By Fakir Balaji
Bengaluru, May 17 (IANS) The return of B.S Yeddyurappa as Karnataka's Chief Minister on Thursday for the third time, reaffirmed his stature as the BJP's mascot in south India where it has been striving to spread its footprint over the last two decades.
The rise of Yeddyurappa, 75, to the top executive post from the ranks of being an ordinary activist in the right-wing Hindu organisation -- Rashtriya Swayamsevak Sangh (RSS) has been anything but smooth, as controversies dogged him throughout his five-decade-old political career.
When fortune favoured him to become the Chief Minister for the first time in October 2007 in the BJP-Janata Dal-Secular (JD-S) coalition government, he lasted in the post for over a month, as the regional party (JD-S) withdrew support, resulting in its fall in November 2007.
Yeddyurappa became Chief Minister for the second time after the BJP came to power for the first time in south India on its own in the May 2008 mid-term assembly election, riding on a sympathy wave over the JD-S betrayal.
But his indictment by the state anti-graft watchdog (Lokayukta) in the multi-crore mining scam, however, forced Yeddyurappa to resign three years later in July 2011, denying him a full (5-year) term in the powerful office.
The BJP's hope of spreading its wings beyond Karnataka suffered a blow when Yeddyurappa left the party in December 2012 over differences with its then high command and floated a regional party - Karnataka Janata Party (KJP), which not only split the votes in the May 2013 assembly election, but also reduced the BJP's strength in the 224-member lower House to 40.
The return of Yeddyurappa to the BJP in late 2013 revived its fortunes as the party won 18 of the 28 Lok Sabha seats from the state in the 2014 general elections under his leadership.
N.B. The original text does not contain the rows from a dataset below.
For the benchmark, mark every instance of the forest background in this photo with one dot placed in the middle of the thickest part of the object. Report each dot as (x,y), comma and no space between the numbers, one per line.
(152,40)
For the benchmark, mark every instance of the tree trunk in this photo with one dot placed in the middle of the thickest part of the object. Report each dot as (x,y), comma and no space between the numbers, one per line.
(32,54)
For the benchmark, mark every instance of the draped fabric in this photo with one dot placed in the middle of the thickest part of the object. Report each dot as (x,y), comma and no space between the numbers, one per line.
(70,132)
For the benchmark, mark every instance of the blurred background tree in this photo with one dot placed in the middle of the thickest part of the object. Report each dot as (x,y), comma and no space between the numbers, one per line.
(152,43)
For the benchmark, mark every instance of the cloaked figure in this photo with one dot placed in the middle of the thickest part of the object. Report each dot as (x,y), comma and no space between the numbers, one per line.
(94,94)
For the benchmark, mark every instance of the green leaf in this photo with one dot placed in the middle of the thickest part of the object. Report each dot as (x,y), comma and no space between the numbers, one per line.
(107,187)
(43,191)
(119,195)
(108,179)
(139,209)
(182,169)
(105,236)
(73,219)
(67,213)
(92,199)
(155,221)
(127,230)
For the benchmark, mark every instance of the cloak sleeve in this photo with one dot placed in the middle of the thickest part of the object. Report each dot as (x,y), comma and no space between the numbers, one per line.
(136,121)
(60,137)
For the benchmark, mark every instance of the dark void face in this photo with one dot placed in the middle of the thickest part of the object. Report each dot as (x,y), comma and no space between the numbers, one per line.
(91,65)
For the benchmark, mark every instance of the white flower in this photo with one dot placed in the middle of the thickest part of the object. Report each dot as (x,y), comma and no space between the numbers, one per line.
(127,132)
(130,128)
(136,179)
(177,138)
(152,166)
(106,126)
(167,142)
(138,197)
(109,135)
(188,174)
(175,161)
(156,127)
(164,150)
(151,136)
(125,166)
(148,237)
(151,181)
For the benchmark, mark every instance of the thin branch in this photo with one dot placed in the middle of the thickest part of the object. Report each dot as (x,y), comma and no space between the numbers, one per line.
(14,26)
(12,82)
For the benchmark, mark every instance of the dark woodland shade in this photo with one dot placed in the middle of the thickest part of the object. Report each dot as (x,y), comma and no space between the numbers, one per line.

He also won from the Shivamogga parliamentary constituency.
On reprieve from the courts in various cases related to freeing of lands from government control (denotification) and his alleged involvement in the mining scam that rocked the state from 2001-2010, Yeddyurappa was made the party's state unit President and declared as its chief ministerial face ahead of the May 12 assembly elections.
As in the 2008 assembly election, when the BJP won 108 seats and fell short of 5 for a simple majority (113) in the 224-member house, the party could win only 104 seats in 2018, resulting in a short fall of 8 seats for the 112-half way mark to prove majority in the House of 222-members.
As the fractured mandate threw up a hung assembly, with the Congress winning in 78 segments and the JD-S in 37, Yeddyurappa staked claim to power on the strength of the BJP being the single largest party.
Though Yeddyurappa took oath as the Chief Minister for the third time on Thursday after state Governor Vajubhai Vala invited him on Wednesday to form the government and prove his majority within 15 days or by May 31, the Supreme Court's refusal to stay his swearing-in came as a huge relief to the Chief Minister and the BJP, which returned to power after 5 years.
Born on February 27, 1943, in Mandya district, about 100 km from here, Bookanakere Siddalingappa Yeddyurappa (BSY) is upbeat on proving his majority on the floor of the House and completing the five-year term this time. Only time will tell if he proves to be lucky for the third time as Chief Minister.
The veteran politician won for the eighth time from the Shikaripura assembly segment in his home district of Shivamogga in the Malnad region.
After graduation in the early sixties, he joined the government service as a clerk in the state social welfare department but quit it soon and started a small-time business to sell hardware at Shivamogga.
His long-term association with the RSS and Jan Sangh since boyhood instilled a sense of hard work and pride to do social work and enter politics for public service.
Yeddyurappa was also jailed during the Emergency in the mid-seventies.